O principal líder de esquerda ligado à Igreja Católica do Brasil  esteve em Natal esta semana participando de um Congresso sobre Direitos Humanos e  proveitou para fazer o lançamento em solo potiguar do livro “Mosca Azul”, onde faz uma reflexão sobre os últimos 40 anos da política brasileira.

Ele recebeu a TRIBUNA DO NORTE na quarta-feira e falou sobre o livro, a cultura da corrupção brasileira, Cuba e a atuação do ministro da cultura Gilberto Gil.   

TRIBUNA DO NORTE O livro “Mosca Azul” é uma crítica ao governo Lula?
Frei Betto: Não. O título nasce de um poema do Machado de Assis. Fala de um servo que foi picado pela mosca azul e se sentiu como um sultão. A idéia e a reflexão que faço sobre isso vale para o político, mas também vale para o diretor da escola, para o gerente do banco, para a guardiã das velas… e acabo fazendo uma análise dos últimos 40 anos na política brasileira com as relações de poder como pano de fundo.

Como o senhor vê a cultura da corrupção no Brasil hoje?
FB: A corrupção nunca vai acabar. É decorrência daquilo que em termos bíblicos é chamado de pecado original. Esse é o grande desafio. Nasce a partir do momento em que eu tenho vontade de praticar a corrupção. Não podemos criar uma sociedade acreditando em virtudes éticas individuais. São importantes, mas não suficientes. Quando as instituições são éticas eu não tenho espaço para praticar a corrupção. Então fico na minha vontade de praticar o mal.

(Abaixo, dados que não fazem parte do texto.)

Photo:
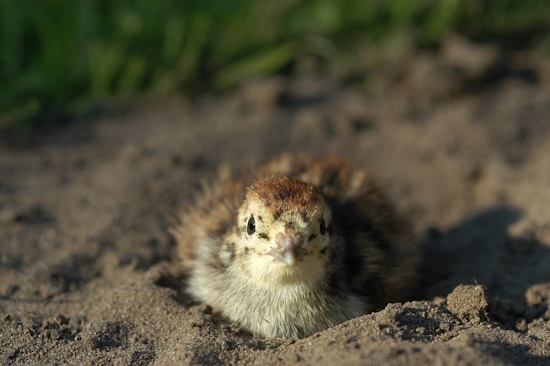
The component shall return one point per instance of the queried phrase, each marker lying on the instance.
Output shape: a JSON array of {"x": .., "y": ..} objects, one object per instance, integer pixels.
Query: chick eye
[
  {"x": 251, "y": 227},
  {"x": 323, "y": 227}
]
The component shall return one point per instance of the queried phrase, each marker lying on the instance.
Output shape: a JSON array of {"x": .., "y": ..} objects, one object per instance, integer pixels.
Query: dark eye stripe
[{"x": 322, "y": 227}]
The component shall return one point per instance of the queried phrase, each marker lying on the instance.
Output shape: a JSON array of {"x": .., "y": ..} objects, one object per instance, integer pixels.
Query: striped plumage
[{"x": 300, "y": 245}]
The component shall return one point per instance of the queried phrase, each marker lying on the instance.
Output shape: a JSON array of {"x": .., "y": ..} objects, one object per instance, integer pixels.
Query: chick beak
[{"x": 288, "y": 248}]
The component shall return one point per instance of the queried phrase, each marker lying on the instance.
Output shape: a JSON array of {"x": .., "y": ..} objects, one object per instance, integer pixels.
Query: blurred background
[{"x": 59, "y": 58}]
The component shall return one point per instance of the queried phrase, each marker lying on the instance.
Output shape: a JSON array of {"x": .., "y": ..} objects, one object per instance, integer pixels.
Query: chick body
[{"x": 301, "y": 245}]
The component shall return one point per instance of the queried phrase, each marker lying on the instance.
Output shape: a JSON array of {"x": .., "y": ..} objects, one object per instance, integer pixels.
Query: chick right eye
[{"x": 251, "y": 227}]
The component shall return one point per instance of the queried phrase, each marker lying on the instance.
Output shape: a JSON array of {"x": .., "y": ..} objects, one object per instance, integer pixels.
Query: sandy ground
[{"x": 459, "y": 140}]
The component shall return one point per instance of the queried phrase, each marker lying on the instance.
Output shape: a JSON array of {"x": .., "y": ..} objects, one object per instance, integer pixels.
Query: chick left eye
[
  {"x": 251, "y": 227},
  {"x": 323, "y": 227}
]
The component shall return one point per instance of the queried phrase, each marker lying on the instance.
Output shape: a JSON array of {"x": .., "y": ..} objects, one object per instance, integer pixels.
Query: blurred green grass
[{"x": 55, "y": 55}]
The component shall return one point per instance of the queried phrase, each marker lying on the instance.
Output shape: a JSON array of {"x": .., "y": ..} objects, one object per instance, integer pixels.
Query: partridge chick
[{"x": 301, "y": 245}]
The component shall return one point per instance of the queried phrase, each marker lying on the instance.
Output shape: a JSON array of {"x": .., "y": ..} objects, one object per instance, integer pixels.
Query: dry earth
[{"x": 460, "y": 141}]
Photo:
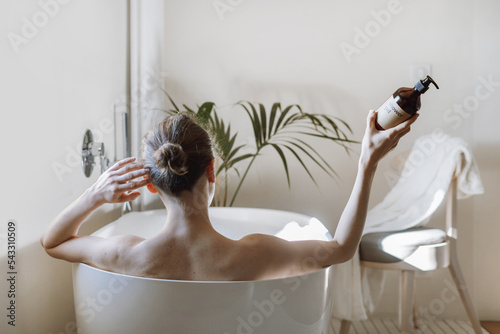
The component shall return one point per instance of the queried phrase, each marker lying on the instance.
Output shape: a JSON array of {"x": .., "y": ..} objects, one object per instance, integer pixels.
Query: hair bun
[{"x": 172, "y": 157}]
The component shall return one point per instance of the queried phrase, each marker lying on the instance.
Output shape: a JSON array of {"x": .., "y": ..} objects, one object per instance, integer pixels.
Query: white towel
[{"x": 421, "y": 188}]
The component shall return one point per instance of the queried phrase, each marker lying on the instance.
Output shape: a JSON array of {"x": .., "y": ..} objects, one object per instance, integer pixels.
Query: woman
[{"x": 179, "y": 165}]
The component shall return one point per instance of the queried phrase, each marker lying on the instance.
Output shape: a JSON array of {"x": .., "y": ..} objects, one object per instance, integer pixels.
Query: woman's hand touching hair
[{"x": 117, "y": 184}]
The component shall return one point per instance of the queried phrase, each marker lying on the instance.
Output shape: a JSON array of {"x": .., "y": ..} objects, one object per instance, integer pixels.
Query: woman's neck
[{"x": 187, "y": 214}]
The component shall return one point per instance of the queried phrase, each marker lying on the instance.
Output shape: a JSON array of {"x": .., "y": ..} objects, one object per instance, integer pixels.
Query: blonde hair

As CPIs vêm desempenhando um papel importante neste caso?
FB: De um lado as CPIs cumprem um papel importante, de outro cometem um delito. Quem faz as leis do país? O congresso. Já que está havendo tanta maracutaia, porque eles não aproveitam para fazer novas leis que impeçam isso. Aí ficam falando de reforma política e outras lendas. O que saiu agora em termos de critérios para a eleição é uma bobagem. Isso não evita o caixa 2. Mas a questão é mais profunda.  É como você criar um institucionalidade legal que realmente vede todos os buracos e brecha para a corrupção.
 
O senhor acha que o “negócio” do ministro Gilberto Gil é o poder público?
Talvez o Gil seja o melhor ministro da Cultura que a gente já teve, ao Celso Furtado. E digo isso muito à vontade porque na época fui uma das pessoas que criticou a escolha dele. Tenho que dar a mão à palmatória. Acho que com um baixíssimo orçamento ele conseguiu fazer um grande trabalho. Além disso representa bem a cultura brasileira.

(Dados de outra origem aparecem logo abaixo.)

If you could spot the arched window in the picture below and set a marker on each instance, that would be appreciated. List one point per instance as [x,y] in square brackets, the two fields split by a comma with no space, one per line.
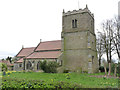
[29,65]
[38,66]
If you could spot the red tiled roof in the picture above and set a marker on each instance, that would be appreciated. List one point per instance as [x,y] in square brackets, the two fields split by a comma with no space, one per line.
[45,55]
[25,52]
[19,61]
[49,45]
[6,62]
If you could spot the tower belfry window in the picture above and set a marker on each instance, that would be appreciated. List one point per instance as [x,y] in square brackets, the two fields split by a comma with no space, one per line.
[74,23]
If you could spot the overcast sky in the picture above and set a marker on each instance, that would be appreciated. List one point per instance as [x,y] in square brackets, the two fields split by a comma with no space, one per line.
[25,22]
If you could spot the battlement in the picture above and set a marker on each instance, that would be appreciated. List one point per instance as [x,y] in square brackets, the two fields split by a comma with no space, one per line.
[78,11]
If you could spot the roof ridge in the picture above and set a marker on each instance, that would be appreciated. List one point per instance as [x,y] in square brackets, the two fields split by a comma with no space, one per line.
[51,41]
[28,47]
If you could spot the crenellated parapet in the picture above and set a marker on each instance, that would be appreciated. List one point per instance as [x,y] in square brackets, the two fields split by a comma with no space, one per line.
[80,11]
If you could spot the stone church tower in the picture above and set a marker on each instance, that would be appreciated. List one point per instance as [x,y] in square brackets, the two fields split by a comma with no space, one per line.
[79,41]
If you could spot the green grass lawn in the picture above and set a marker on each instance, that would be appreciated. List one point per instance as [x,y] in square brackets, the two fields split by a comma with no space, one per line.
[84,80]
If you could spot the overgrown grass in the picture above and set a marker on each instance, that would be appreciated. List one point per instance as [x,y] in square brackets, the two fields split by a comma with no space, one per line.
[83,80]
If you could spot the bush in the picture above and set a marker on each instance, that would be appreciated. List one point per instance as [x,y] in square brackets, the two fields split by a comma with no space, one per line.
[4,67]
[50,67]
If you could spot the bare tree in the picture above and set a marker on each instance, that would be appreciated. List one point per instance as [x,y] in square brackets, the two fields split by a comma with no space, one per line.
[105,65]
[107,37]
[116,36]
[99,46]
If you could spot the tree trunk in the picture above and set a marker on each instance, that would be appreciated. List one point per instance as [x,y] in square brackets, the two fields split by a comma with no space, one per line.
[115,70]
[109,69]
[105,70]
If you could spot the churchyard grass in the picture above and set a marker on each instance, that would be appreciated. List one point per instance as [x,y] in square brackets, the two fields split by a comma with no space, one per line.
[52,80]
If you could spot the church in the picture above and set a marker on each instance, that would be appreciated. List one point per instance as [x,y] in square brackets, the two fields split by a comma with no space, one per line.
[76,51]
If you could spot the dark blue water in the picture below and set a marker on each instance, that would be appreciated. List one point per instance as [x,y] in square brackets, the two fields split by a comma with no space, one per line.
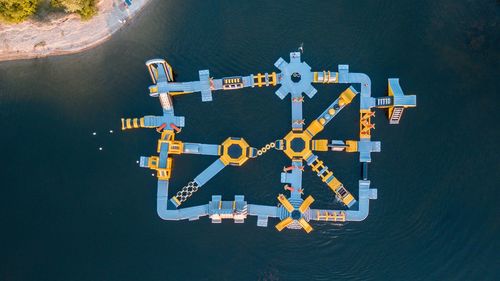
[71,212]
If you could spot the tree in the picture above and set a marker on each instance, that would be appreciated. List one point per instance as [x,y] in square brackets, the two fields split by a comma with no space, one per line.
[85,8]
[17,10]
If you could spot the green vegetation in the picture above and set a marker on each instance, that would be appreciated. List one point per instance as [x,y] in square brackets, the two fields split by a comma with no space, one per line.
[85,8]
[15,11]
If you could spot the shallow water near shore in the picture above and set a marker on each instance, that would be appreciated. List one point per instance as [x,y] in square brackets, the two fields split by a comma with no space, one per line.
[72,212]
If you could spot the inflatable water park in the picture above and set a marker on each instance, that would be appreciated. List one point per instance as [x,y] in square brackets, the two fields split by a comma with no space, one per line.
[292,208]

O presidente da Bolívia, Evo Morales, declarou há um mês que vê Cuba como um modelo de democracia mundial. Qual a sua visão sobre isso?
FB: Não chego a tanto. É um modelo de sociedade dentro de uma sociedade socialista, mas não podemos tomar como modelo. Devemos reconhecer os méritos de Cuba, pelos índices sociais, que são os melhores da América Latina. Quando você sai do aeroporto de Havana tem um outdoor com um garoto de uniforme escolar e a seguinte: `Esta noite, 200 milhões de crianças vão dormir na rua. Nenhuma delas é cubana´. Que outro país da América Latina pode fazer isso sabendo que o turista que vai entrar, vai checar para saber se isso é verdade? A saúde e a educação em Cuba é para a vida toda.

Então por que a gente vê os cubanos tentando fugir da Ilha?
FB: Voltamos ao pecado original. Você conhece algum cubano que saiu da ilha para cuidar dos pobres em algum lugar do mundo? Meu caro, todo bebê é capitalista. Você olha para ele na sua casa e às 3h da madrugada ele põe a boca no trombone. Não quer saber se você está cansado, se vai trabalhar no dia seguinte… lamentavelmente, o espírito capitalista é intrínseco ao ser humano. Não é possível, sabe…. viver numa sociedade socialista é como viver num mosteiro como eu vivo. Você precisa saber pensar no outro.

Na volta de uma viagem a Cuba no início do governo Lula, numa época em que Fidel Castro cassou intelectuais e jornalistas da ilha, a imprensa questionou o fato do senhor e outros da comitiva oficial terem ficado calados. Sua resposta foi curta: “Aos inimigos a denúncia, aos amigos a crítica velada”. O senhor considera uma posição democrática?
Se eu posso fazer uma crítica a você porque eu vou para a esquina alardear, sabe… A menos que você seja um inimigo, aí é denúncia não é crítica. Se eu sou teu amigo, se você é meu amigo, quero que você fale comigo. O contrário não tem o menor sentido. É uma questão ética.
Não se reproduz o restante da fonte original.